Ich setzte mich, zog Mara in den Sessel neben mir. "Heute Morgen führte ich zehn Reiter zum Leuchtturm. Wir wussten nicht, was uns dort erwarten würde. Die Missionen, bei denen man nicht weiß, mit wem man es zu tun hat, sind immer die gefährlichsten." Sie hing gebannt an meinen Lippen, die blauen Augen geweitet.
"Sonst weiß wer hätte dort auf uns lauern können, bewaffnet und bereit zum Angriff, also ersann ich einen Plan." Sie hielt die Luft an und lauschte gespannt.
Mara war wirklich leicht zu beeindrucken. Ich lächelte sie bewundernd an und in ihrem Blick lag ebensoviel Bewunderung für mich und meine zugegebenermaßen, übertrieben dargestellten Erlebnisse bei der Festnahme am Morgen. Sie nahm meine Hand in ihre und jetzt war ich es, der den Atem anhielt, während meine Haut unter ihrer Berührung prickelte.

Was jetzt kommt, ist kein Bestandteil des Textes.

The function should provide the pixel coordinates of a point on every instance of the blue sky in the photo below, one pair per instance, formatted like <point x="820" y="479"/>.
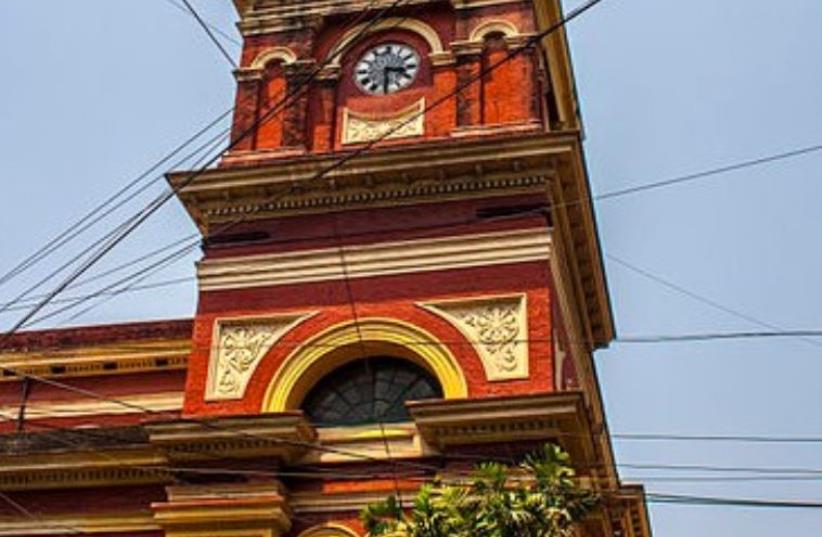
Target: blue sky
<point x="95" y="91"/>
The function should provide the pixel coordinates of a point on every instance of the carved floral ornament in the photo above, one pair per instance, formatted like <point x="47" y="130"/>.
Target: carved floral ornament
<point x="238" y="346"/>
<point x="498" y="329"/>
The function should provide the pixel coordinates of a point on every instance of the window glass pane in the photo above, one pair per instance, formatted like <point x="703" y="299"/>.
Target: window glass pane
<point x="372" y="390"/>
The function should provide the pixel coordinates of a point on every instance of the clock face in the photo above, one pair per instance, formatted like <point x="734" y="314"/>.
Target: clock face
<point x="387" y="68"/>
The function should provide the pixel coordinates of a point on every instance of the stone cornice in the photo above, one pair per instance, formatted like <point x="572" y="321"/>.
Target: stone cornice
<point x="86" y="523"/>
<point x="81" y="467"/>
<point x="281" y="436"/>
<point x="380" y="259"/>
<point x="562" y="417"/>
<point x="114" y="359"/>
<point x="430" y="172"/>
<point x="390" y="175"/>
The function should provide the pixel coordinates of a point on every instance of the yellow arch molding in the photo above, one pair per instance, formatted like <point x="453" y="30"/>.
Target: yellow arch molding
<point x="328" y="530"/>
<point x="341" y="343"/>
<point x="493" y="26"/>
<point x="273" y="53"/>
<point x="413" y="25"/>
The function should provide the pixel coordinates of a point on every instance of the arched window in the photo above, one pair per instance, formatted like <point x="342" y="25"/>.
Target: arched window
<point x="372" y="390"/>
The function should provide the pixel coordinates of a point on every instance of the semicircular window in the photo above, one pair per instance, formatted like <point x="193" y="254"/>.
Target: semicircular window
<point x="372" y="390"/>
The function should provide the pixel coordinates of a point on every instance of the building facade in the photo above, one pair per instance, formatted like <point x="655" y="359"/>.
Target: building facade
<point x="401" y="276"/>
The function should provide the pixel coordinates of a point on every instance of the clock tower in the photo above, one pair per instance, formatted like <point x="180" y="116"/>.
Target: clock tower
<point x="401" y="268"/>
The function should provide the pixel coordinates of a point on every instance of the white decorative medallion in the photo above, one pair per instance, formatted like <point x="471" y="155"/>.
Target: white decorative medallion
<point x="238" y="346"/>
<point x="498" y="329"/>
<point x="360" y="128"/>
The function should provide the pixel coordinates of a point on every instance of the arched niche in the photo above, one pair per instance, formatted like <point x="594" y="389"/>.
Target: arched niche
<point x="348" y="342"/>
<point x="328" y="530"/>
<point x="496" y="26"/>
<point x="391" y="23"/>
<point x="283" y="54"/>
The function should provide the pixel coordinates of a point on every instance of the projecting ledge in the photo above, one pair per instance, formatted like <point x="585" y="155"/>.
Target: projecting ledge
<point x="285" y="436"/>
<point x="559" y="417"/>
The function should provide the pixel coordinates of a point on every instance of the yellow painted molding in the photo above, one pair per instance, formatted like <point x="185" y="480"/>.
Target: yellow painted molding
<point x="359" y="128"/>
<point x="284" y="54"/>
<point x="238" y="345"/>
<point x="495" y="326"/>
<point x="71" y="522"/>
<point x="380" y="259"/>
<point x="504" y="27"/>
<point x="155" y="402"/>
<point x="344" y="343"/>
<point x="329" y="530"/>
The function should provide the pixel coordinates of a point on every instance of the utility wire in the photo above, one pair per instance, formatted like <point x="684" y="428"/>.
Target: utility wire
<point x="131" y="224"/>
<point x="709" y="173"/>
<point x="207" y="29"/>
<point x="698" y="297"/>
<point x="89" y="218"/>
<point x="213" y="27"/>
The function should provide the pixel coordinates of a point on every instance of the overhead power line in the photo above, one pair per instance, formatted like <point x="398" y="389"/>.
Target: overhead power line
<point x="207" y="29"/>
<point x="131" y="224"/>
<point x="99" y="212"/>
<point x="210" y="25"/>
<point x="709" y="173"/>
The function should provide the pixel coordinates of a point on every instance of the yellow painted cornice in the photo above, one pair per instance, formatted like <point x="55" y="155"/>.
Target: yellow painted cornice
<point x="111" y="359"/>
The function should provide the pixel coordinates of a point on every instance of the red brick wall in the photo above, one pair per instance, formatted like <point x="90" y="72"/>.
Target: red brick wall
<point x="389" y="296"/>
<point x="321" y="131"/>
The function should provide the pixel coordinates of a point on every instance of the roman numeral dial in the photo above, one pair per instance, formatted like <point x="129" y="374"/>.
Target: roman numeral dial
<point x="387" y="68"/>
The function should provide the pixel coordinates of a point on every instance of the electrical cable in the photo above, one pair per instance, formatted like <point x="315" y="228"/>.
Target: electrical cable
<point x="213" y="27"/>
<point x="206" y="28"/>
<point x="72" y="231"/>
<point x="698" y="297"/>
<point x="130" y="225"/>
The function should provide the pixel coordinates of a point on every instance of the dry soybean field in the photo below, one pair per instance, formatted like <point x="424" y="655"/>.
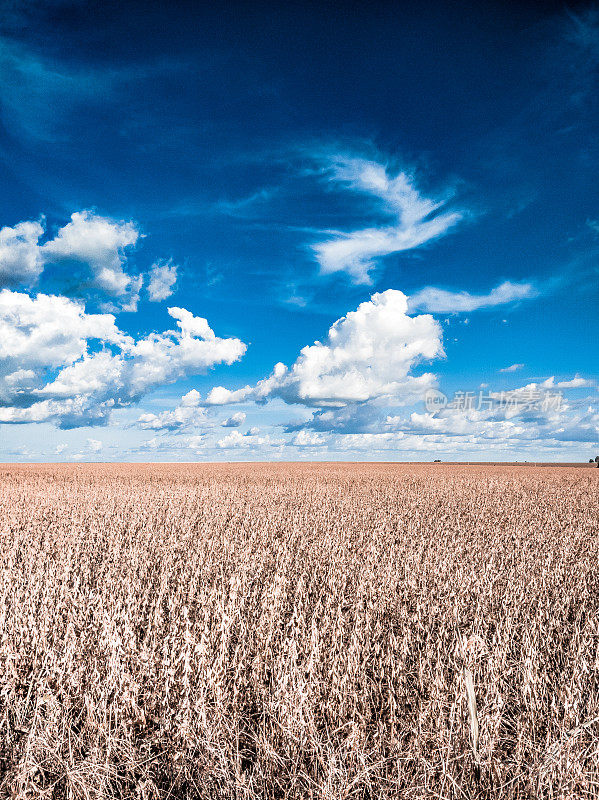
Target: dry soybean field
<point x="299" y="631"/>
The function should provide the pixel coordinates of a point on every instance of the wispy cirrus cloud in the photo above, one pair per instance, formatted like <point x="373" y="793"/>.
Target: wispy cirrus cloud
<point x="413" y="219"/>
<point x="441" y="301"/>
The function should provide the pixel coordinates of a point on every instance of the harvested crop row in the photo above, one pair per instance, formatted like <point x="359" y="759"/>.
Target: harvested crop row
<point x="299" y="631"/>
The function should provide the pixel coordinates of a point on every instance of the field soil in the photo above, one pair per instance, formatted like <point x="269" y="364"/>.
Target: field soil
<point x="299" y="631"/>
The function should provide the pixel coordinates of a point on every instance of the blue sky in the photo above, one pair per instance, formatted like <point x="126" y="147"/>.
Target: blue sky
<point x="318" y="231"/>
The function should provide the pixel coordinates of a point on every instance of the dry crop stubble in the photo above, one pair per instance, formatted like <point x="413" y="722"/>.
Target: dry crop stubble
<point x="331" y="631"/>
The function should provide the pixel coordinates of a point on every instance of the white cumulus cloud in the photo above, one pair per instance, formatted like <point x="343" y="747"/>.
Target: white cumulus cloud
<point x="59" y="363"/>
<point x="163" y="277"/>
<point x="20" y="258"/>
<point x="367" y="355"/>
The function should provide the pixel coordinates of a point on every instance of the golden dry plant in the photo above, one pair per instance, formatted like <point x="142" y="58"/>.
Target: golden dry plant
<point x="299" y="631"/>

„Wie klug du bist, Rasten, und so mutig", flüsterte sie mir zu. "Du allein mit fünf Männern in diesem großen und gefährlichen Wald. Gegenüber dieser unbekannten Gefahr." Nicht nur das Gesindel im Leuchtturm machte ihr Sorgen, auch vor dem Wald hatte sie große Ehrfurcht. Sie war noch nie in ihrem Leben außerhalb der Mauern von Waldhafen gewesen. Mein ausgeschmückter Bericht vermochte nichts anders als sie zu beeindrucken. Fast verspürte ich ein wenig Scham darüber, dass ich die Situation so ausnutzte.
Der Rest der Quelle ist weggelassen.